The parent of Hindustan Unilever Ltd.—India’s largest fast-moving consumer goods company—reported flat sales for the quarter ended March, according to a statement, compared with analysts’ estimates of 2.1 percent growth. Unilever had earlier guided for less than 3 percent growth in the first six months of calendar year 2020 and below 4 percent for the full year.

The company’s developed markets contributed 2.8 percent growth, while sales in emerging markets—that include India, China, South East Asia and Latin America, among others—declined 1.8 percent during the three-month period.

Shares of HUL were trading as much as 2.6 percent lower at Rs 2,323 apiece. That compares with a 1.01 percent gain in the benchmark Nifty 50 Index.

The novel virus outbreak, which has so far infected more than 2.6 million worldwide, including over 183,000 deaths, has brought the whole world to a standstill. In India, it disrupted an already slowing as the nation went into the world’s strictest lockdown to curb spreading of the highly contagious pathogen. Only sale of essential items were allowed.

While the Indian market—which according to an annual report contributes a tenth to Unilever’s consolidated revenue—had begun slowing before the lockdown at the end of March, the strict shutdown stopped production and shipping for a number of days, according to the statement.

“A total lockdown in India stopped production and shipping in the last seven days of March,” Graeme Pitkethly, chief financial officer at Unilever, which owns 61.9 percent in HUL, said in a conference. “India witnessed supply chain disruptions following severe lockdown. There was a significant disruption despite our goods being classified as essentials.”

According to the statement, India’s personal care businesses, especially skin and hair care were impacted because of the lockdown.

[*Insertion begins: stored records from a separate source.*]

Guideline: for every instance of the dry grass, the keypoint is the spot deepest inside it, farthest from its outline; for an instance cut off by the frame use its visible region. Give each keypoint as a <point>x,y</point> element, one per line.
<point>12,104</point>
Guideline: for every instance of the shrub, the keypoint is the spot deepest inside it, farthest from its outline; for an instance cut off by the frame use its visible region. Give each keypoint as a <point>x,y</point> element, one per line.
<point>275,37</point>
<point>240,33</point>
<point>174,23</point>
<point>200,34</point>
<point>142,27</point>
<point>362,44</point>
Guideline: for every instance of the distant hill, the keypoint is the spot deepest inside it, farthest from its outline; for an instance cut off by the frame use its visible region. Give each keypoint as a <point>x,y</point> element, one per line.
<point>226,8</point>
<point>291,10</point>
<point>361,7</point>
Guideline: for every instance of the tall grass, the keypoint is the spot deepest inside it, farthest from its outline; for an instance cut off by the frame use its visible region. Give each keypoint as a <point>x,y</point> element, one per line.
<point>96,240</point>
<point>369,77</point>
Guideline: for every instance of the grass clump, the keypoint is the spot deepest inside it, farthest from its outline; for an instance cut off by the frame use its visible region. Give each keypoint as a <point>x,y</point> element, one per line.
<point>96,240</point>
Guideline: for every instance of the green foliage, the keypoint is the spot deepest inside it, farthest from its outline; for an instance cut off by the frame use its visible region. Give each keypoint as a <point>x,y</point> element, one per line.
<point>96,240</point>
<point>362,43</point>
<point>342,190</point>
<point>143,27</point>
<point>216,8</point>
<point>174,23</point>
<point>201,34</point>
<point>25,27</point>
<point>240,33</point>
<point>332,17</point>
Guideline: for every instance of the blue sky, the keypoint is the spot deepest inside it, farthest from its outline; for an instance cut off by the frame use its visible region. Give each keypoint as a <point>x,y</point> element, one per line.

Also, price reductions in developed markets were driven primarily by India, it said.

“We’re very confident that we are back up selling and manufacturing in India. Not at full strength, but at some good strength,” Alan Jope, chief executive officer of Unilever, said. “It takes the company four to five days to get relaxations to run factories in India.”

Globally, Jope expects a significant shift in consumer behaviour towards online shopping and proximity shopping—that’s near to home.